CRYPTO_PURGE_F2M Input When the signal is set to '1', it initializes the Zeroization of User Cryptoprocessor internal RAM and registers. For normal operation, this signal must be tied low. The PURGE input is level sensitive, and if the PURGE pin is still asserted when a purge operation completes, another purge operation is initiated.
CRYPTO_STALL_F2M Input Stalls the User Cryptoprocessor for a clock cycle, to introduce variance in the external signatures. The STALL input is expected to be generated by a LFSR circuit in the fabric and asserted randomly for a single cycle to achieve the required stall rates. The STALL input must not be asserted until at least three clock cycles after the HRESETN is de-asserted and the DLL has indicated LOCK for three cycles.
CRYPTO_ALARM_M2F Output Asserted to indicate an uncorrectable memory error condition. An uncorrectable memory error causes the Crypto core to perform a reset and purge. This reset terminates any in-progress operation. For most CAL operations, the CALPKTrfRes() function is used to complete the operation and generates a hardware fault code in the event of an alarm.
CRYPTO_BUSERROR_M2F Output Asserted when a HRESP response error is detected by the User Cryptoprocessor AHB master. When set, a reset is required to clear.

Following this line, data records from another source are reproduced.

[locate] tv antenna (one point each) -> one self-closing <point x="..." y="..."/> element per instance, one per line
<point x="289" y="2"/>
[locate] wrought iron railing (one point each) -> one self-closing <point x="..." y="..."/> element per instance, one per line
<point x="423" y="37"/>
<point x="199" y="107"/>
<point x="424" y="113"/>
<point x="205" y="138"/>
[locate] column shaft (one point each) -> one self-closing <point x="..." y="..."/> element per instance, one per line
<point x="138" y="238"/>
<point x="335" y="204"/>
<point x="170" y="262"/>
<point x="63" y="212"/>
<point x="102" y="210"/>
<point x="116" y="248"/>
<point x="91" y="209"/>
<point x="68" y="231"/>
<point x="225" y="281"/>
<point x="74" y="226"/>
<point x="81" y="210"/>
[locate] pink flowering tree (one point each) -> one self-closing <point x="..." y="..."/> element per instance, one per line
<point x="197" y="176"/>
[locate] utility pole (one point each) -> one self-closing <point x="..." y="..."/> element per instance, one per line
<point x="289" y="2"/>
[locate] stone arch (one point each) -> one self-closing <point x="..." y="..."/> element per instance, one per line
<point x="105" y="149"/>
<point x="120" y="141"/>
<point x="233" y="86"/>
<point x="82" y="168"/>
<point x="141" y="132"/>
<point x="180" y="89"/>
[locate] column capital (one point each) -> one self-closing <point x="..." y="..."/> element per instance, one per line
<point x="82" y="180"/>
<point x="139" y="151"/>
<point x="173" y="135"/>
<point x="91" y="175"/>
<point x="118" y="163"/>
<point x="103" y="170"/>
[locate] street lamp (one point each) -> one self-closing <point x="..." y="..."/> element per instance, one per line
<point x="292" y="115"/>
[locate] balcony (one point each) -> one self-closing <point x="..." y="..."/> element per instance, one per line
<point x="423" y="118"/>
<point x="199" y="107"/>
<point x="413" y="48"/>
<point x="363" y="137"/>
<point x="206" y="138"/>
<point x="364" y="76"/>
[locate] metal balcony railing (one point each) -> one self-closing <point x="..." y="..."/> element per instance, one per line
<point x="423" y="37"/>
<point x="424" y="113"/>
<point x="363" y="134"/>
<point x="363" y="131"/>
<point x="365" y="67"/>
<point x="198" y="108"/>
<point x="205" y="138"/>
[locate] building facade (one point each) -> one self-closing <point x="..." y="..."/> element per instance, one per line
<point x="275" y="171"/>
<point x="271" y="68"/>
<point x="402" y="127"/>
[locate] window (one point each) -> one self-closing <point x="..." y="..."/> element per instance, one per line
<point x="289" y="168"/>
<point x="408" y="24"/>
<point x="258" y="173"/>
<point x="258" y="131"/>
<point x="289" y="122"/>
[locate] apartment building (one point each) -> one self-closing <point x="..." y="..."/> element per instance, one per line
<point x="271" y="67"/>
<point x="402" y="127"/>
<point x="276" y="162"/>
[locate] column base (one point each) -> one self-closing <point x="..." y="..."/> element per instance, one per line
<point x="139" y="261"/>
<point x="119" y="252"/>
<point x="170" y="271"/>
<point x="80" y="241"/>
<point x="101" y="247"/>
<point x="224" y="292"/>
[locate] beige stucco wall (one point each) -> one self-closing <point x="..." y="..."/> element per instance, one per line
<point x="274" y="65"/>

CRYPTO_BUSY_M2F Output Execution status signal
CRYPTO_COMPLETE_M2F Output Active high signal, asserted on raising edge of CRYPTO_HCLK to indicate that the User Cryptoprocessor has completed an operation. This signal can be connected to the host microprocessor as an interrupt request signal, enabling the User Cryptoprocessor to interrupt the processor when it completes an operation.
CRYPTO_DLL_LOCK_M2F Output DLL lock status
CRYPTO_MESH_CLEAR_F2M Input Crypto Mesh error clear should be asserted for at least 5 ns
CRYPTO_MESH_ERROR_M2F Output Indicates that the security mesh detected an error because of wires are cut or shorted. When set, stays set until cleared.
Cryptoprocessor Ownership Handshake Interface
CRYPTO_REQUEST_F2M Input Fabric request or is using the Cryptoprocessor
CRYPTO_MSS_REQUEST_M2F Output MSS request or is using the Cryptoprocessor
CRYPTO_RELEASE_F2M Input Fabric released the Cryptoprocessor
CRYPTO_MSS_RELEASE_M2F Output MSS released the Cryptoprocessor
CRYPTO_OWNER_M2F Output Indicates that the Fabric owns the Cryptoprocessor and the fabric interface is enabled
CRYPTO_MSS_OWNER_M2F Output Indicates that the MSS owns the Cryptoprocessor and the fabric interface is disabled
CRYPTO_REQUEST_F2M Input Fabric request or is using the Cryptoprocessor
CRYPTO_MSS_REQUEST_M2F Output MSS request or is using the Cryptoprocessor
Cryptoprocessor Streaming Interface
CRYPTO_XWDATA_F2M Input Transfer in data
CRYPTO_XWADDR_M2F Output Transfer in data address output
CRYPTO_XENABLE_F2M Input Transfer in data request
CRYPTO_XINACCEPT_M2F Output Transfer in data accept
CRYPTO_XRDATA_M2F Output Transfer out data
CRYPTO_XRADDR_M2F Output Transfer out data address output
CRYPTO_XVALIDOUT_M2F Output Transfer out data valid output
CRYPTO_XOUTACK_F2M Input Transfer out data acknowledgment
Note: 1. Input refers to an input port to MSS from Fabric and output refers to an output port from MSS to Fabric.